Currently the RECORD and SCHEMA messages use a "stream" field to identify a stream. A data source that contains a hierarchy of namespaces, such as Postgres, it's not clear how a Tap should derive the name of the stream. For example, suppose we have a Postgres database called "prod", with a schema called "public", with a table called "users". If we were to call the stream "users", that might conflict with a table named "users" in some other schema. In order to disambiguate, we may want to allow the user to provide a mapping from the data source's notion of a stream or table to the Tap's stream name.
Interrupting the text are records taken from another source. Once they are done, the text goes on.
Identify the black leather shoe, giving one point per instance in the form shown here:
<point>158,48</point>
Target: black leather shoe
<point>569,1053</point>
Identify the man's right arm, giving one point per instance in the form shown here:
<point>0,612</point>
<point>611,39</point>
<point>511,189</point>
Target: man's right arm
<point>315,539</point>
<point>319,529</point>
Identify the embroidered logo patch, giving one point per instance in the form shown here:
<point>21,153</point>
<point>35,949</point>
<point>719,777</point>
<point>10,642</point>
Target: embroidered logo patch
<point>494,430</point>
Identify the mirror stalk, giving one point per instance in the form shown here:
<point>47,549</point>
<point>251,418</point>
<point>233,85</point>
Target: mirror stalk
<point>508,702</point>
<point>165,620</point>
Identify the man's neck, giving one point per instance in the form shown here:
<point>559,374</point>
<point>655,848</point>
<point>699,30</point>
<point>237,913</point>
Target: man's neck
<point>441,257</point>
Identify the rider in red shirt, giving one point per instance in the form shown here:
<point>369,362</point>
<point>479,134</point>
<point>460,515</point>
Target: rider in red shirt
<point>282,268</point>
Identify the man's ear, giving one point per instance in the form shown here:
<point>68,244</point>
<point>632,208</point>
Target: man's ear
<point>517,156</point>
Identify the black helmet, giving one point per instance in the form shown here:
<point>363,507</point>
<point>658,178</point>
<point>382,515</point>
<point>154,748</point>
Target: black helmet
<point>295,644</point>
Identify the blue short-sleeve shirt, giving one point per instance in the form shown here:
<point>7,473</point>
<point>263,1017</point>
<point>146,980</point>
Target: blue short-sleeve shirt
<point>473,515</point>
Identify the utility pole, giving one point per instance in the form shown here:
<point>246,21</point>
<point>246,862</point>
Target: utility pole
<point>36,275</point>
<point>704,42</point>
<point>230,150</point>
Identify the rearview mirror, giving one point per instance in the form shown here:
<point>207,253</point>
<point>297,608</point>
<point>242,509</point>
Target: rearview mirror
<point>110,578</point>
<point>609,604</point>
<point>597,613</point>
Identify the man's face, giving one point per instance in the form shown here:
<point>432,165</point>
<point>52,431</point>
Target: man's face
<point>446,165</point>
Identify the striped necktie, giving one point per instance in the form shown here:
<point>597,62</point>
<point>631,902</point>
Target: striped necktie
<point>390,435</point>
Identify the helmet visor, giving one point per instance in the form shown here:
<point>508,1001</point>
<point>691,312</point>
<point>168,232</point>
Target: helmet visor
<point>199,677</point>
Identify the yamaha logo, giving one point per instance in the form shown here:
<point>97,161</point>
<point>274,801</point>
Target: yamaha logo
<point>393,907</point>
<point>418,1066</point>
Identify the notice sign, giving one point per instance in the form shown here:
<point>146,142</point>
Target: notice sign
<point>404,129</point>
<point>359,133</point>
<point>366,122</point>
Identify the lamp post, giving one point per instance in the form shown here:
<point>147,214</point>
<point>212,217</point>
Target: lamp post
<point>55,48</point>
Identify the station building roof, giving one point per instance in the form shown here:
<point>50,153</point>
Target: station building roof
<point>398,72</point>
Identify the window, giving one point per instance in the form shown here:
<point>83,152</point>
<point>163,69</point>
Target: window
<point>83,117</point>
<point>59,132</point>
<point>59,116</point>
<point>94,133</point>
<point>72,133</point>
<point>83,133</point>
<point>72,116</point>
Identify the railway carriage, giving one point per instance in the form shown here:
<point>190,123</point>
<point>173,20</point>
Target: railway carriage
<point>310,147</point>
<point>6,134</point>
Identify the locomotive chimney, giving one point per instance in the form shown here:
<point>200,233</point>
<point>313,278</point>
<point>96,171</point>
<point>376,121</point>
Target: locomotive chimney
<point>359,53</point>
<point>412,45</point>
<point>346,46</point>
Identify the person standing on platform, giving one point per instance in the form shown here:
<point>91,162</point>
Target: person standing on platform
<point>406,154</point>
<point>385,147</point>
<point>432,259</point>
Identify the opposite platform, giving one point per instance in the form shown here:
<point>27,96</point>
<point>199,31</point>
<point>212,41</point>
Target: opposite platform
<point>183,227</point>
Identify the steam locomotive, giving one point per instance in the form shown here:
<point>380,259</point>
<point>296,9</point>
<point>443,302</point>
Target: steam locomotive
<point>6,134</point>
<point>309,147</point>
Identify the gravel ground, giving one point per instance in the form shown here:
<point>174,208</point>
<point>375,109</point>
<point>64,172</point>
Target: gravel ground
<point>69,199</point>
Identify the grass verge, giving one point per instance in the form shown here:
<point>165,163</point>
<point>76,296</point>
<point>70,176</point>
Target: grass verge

Note that Schema Discovery is required by both the Stream and Field Selection and Stream Renaming features.

Proposed Solution

Extend the specification as follows.

Add Discover Mode

Taps should allow an optional --discover command line flag. If --discover is provided, the Tap should print out a SCHEMA message for every stream that is available to it

It is expected that the user will edit the discovered schemas through some interface in order to delete schemas for streams they don't want, or delete specific fields they don't want. Then they can pass the resulting pruned schemas back in via a --schemas option...

Add Schema Selection

A Tap should allow an optional --schemas SCHEMAS argument that points to a file containing the list of schemas describing the desired output. It is expected that the schemas provided will be a pruned version of the schemas produced by a previous run of the same Tap in discover mode. The Tap should attempt to produce output that conforms to the schemas provided with the --schemas option. If no --schemas option is provided, the Tap should fetch all fields of all streams available.

Add "source" to SCHEMA message

Extend the SCHEMA message to add a "source" field, the structure of which is determined entirely by the Tap. The "source" field identifies the source of the stream. For a Tap that pulls from a database source, this could be something like

"source": {
  "schema": "public",
  "table": "users"
}

For a Tap that pulls from an API, it could be

"source": {
  "endpoint": "users"
}

If the user wants to rename a Stream, they can provide a --schemas argument that provides a new value for the "stream" field for the same source.

Example

Suppose we have a Postgres Tap, with a configuration that points to a database that has the following schema / table / field structure:

public
- users
  - id
  - first_name
  - last_name
- orders
  - id
  - user_id
  - amount
  - credit_card_number

Suppose the Postgres tap normally names the stream "_

", so the stream names would be "public_users" and "public_orders".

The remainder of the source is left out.